La destruction de caténaires est un délit de droit
commun. Il est admis par ailleurs que les sabotages en question
ne pouvaient causer le moindre dommage physique. En conséquence,
leurs auteurs s’exposeraient, au pire, à une inculpation
pour « dégradation en réunion ». Mais,
depuis quelque temps déjà, les Etats européens
se dotent de législations anti-terroristes qui leur permettent
de requalifier ce type de faits. Les présumés saboteurs
sont ainsi poursuivis pour « association de malfaiteurs en
relation avec une entreprise terroriste ».
« Association de malfaiteurs », voilà ce qui
nous a été donné à voir et à
entendre, à savoir, la construction pièce par pièce
d’une organisation criminelle, avec son « cerveau »
guidant « ses troupes » au combat, avec des liens et
des opérations à l’étranger, sa méfiance
envers les téléphones portables et sa participation
à la vie d’un village masquant des activités
inavouables. La constitution d’un tel environnement a permis
de hausser la mise hors service de caténaires au sommet de
l’échelle de la criminalité, puisqu’elle
serait « en relation avec une entreprise terroriste ».
Qu’entend-on par terrorisme ?
L’usage de ce mot est fluctuant. Il peut prêter à
des assignations aussi variables que le statut officiel réservé
aux maquisards avant et après la Libération. Dans
son sens le plus général, il désigne des actions
visant à provoquer la terreur dans la population. Peut-on
y assimiler des dégradations de matériel de la SNCF
causant des retards de trains ? Selon le gouvernement français,
oui.
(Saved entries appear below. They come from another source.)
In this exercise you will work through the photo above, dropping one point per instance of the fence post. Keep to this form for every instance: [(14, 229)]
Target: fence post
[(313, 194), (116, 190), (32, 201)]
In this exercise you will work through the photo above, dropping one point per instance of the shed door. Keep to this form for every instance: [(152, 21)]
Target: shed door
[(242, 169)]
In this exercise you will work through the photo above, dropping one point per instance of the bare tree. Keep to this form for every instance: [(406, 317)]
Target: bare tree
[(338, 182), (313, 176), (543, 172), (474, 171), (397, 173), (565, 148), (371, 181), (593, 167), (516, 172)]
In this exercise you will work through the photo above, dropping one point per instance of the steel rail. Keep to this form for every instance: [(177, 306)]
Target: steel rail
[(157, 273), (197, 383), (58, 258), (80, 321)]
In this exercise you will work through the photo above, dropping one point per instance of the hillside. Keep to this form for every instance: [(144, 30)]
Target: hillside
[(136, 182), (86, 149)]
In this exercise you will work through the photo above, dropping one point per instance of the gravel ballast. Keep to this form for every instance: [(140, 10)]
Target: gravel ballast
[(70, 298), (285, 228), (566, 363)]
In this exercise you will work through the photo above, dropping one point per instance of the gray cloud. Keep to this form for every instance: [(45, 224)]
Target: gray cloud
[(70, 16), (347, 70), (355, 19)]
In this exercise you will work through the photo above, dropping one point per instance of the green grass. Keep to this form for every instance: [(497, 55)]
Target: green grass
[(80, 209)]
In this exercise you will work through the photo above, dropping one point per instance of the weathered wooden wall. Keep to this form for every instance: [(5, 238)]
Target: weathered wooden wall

Et c’est cette assimilation qui justifie d’appliquer
aux présumés saboteurs un régime judiciaire
plus sévère que celui qu’on réserverait
à des braqueurs de fourgons.
Dès l’instant où la qualification de terrorisme
est énoncée, les inculpés sont soumis à
une législation qui déroge de fait au droit pénal
ordinaire et aux principes à la base d’un Etat de droit.
Ce type de législation crée une discontinuité
dans le traitement judiciaire de faits rigoureusement identiques.
Cette justice d’exception se traduit concrètement,
en France, par la création d’un parquet et d’une
brigade anti-terroristes, par des peines doublées, par une
garde à vue pouvant durer jusqu’à six jours,
ou encore par l’instauration d’une Cour spéciale
d’assises sans jury populaire. En Belgique, ces glissements
au sein du droit pénal existent également, et sont
loin de se limiter à l’utilisation des fameuses «
méthodes particulières d’enquête ».
Pour avoir traduit un communiqué d’une organisation
clandestine turque, Bahar Kimyongür a été condamné
à 5 années de prison, tandis que Bertrand Sassoye
subissait cet été presque deux mois de détention
pour ses liens supposés avec le « Parti communiste
politico-militaire » d’Italie.
La seconde mutation qu’introduit ce droit tient au fait qu’on
n’y réprime plus seulement des actes mais aussi les
simples intentions prêtées à des personnes,
en vertu des menaces potentielles qu’elles représenteraient
pour la sécurité publique. Le groupe ciblé
est ainsi présenté comme « potentiellement dangereux
», le procureur allant jusqu’à leur prêter
l’intention de projeter « des actions plus violentes
contre des personnes » ; toutefois, nuance-t-il, « cet
élément n’est pas encore solidifié »…
Un autre trait constitutif de l’action terroriste tient à
ce que celle-ci vise à déstabiliser l’Etat.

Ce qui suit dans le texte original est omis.